Sigue por favor¡¡¡¡¡


----------



## dra.naths (Feb 16, 2007)

kaMetZa said:


> Si no me equivoco yo he estado en este edificio! =P


jeje! yo también.. ahí funciona (o funcionaba) las oficinas de Puerto Palmeras Tarapoto Resort  .. en el piso 14 creo.. se tiene una bonita vista desde esa oficina :|



J3R3MY said:


> Que buensa fotos, pero... ¿qué es eso verde de ahí?!!


es el Bruce Hotel y Casino


----------



## papiriqui (Mar 22, 2008)

una de mis avenidas preferidas en LIMA..lo tiene casi todo..densidad, areas verdes, comercio, vida urbana, no tienes q latear mucho pa conseguir transporte publico,restaurantes ( hay un norky's verdad?)..su cercania al mar.
si pudiera eleguir un lugar donde tener un departamento ( depa parrandero de soltero) en lima ..seria aqui........................(el golf??... ,no muy caro)


----------



## tacall (Sep 10, 2007)

muy buenas fotos... muchos edificios de por alli tienen su estilo ... n especial este ta chvr...


----------



## W!CKED (Apr 3, 2006)

naths12 said:


> es el Bruce Hotel y Casino


Eso es hotel? no querrás decir más bien hostal?


----------



## roberto_vp (Feb 8, 2008)

Mil gracias por sus comentarios, aunque veo que varios han terminado en el otro thread, de cuya existencia me enteré por messenger...

En fin!



kaMetZa said:


> Las fotos son de hace semanas no? Pq estos días ha estado saliendo el sol =S cosa para más rara en Julio!
> 
> Chévere el recorrido !


Sí, como ves, la fecha es de Junio... las tomé todas en un mismo día. Lástima que no hubo sol porque me encanta el contraste del cielo azul en las fotos 



J3R3MY said:


> Que buensa fotos, pero... ¿qué es eso verde de ahí?!!





naths12 said:


> es el Bruce Hotel y Casino





J3R3MY said:


> Eso es hotel? no querrás decir más bien hostal?
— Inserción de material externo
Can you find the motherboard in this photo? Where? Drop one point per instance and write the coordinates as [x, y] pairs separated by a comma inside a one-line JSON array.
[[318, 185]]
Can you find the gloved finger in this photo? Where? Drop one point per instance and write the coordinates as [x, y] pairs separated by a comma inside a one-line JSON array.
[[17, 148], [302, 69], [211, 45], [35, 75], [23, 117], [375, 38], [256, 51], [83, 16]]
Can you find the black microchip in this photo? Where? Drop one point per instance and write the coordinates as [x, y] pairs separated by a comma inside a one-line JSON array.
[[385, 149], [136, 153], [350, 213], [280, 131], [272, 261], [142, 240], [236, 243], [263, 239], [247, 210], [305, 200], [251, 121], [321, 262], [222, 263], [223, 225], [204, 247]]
Lo sé, por este lado se ve bien desordenado, desde la calle Berlin con Bolognesi se ve "mejor" pero igual no mucho. Sí es hotel y no 'telo' :lol:, creo que de 3 estrellas.



Vane de Rosas said:


> Me encanta la Pardo, es una avenida muy financiera y de franco desarrollo urbano.
> 
> El Hotel El Pardo no deja de ser algo caro.... creo que hay otro llamado El dorado o algo asì cerca... muy bueno tambièn y bastante mas còmodos los precios.
> 
> Excelentes fotos.


Gracias  Bueno, de todas formas los hoteles en esta zona son una alternativa más económica a los de San Isidro y el malecón sin perder la ubicación cerca de todo.



dannyhighrise said:


> Oh vaya! sólo te faltan 4 cuadras. Muy buenas tomas roberto, considerando que los arboles de la berma central cubren algunas partes. Uff! que avenida seguirá! mis respetos para los que hacen threads tan buenos. Saludos roberto!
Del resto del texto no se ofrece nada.